Pendidikan Go

Latest Program: Jangan Tunggu Kelas 12! Bangun Portofoliomu dari Sekarang untuk Membuka Lebih Banyak Peluang

Jangan Tunggu Kelas 12! Bangun Portofoliomu dari Sekarang untuk Membuka Lebih Banyak Peluang Latest Program - Banyak siswa cenderung mengabaikan kepentingan

Desk Pendidikan Go
Published Juni 23, 2026
Reading time 2 minutes
Conversation No comments

Jangan Tunggu Kelas 12! Bangun Portofoliomu dari Sekarang untuk Membuka Lebih Banyak Peluang

Latest Program – Banyak siswa cenderung mengabaikan kepentingan portofolio dalam proses seleksi masuk PTN. Mereka seringkali fokus pada nilai rapor sebagai tolak ukur utama. Namun, di tengah persaingan yang semakin ketat, pembuktian kemampuan melalui karya nyata menjadi faktor yang tidak kalah penting. Dengan membangun portofolio sejak dini, siswa bisa menunjukkan potensi yang lebih dari sekadar prestasi di kertas.

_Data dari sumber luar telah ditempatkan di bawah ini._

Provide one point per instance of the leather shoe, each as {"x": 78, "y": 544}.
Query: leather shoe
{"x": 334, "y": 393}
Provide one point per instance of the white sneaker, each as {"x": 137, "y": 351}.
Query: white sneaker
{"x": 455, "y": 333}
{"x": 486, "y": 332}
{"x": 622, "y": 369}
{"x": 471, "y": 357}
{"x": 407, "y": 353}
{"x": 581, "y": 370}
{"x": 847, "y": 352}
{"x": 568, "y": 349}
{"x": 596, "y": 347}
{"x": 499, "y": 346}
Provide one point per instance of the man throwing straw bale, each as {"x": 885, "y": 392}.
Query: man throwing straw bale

Portofolio: Rekam Jejak Kemampuan

Portofolio adalah koleksi karya, pengalaman, dan pencapaian yang mencerminkan perjalanan belajar seseorang. Isi dari portofolio tidak terbatas pada penghargaan atau sertifikat juara, tetapi bisa mencakup hasil proyek sekolah, karya tulis, desain, serta kegiatan sosial yang dilakukan. Setiap siswa memiliki kesempatan yang sama untuk mengembangkan portofolio, terlepas dari bidang minatnya.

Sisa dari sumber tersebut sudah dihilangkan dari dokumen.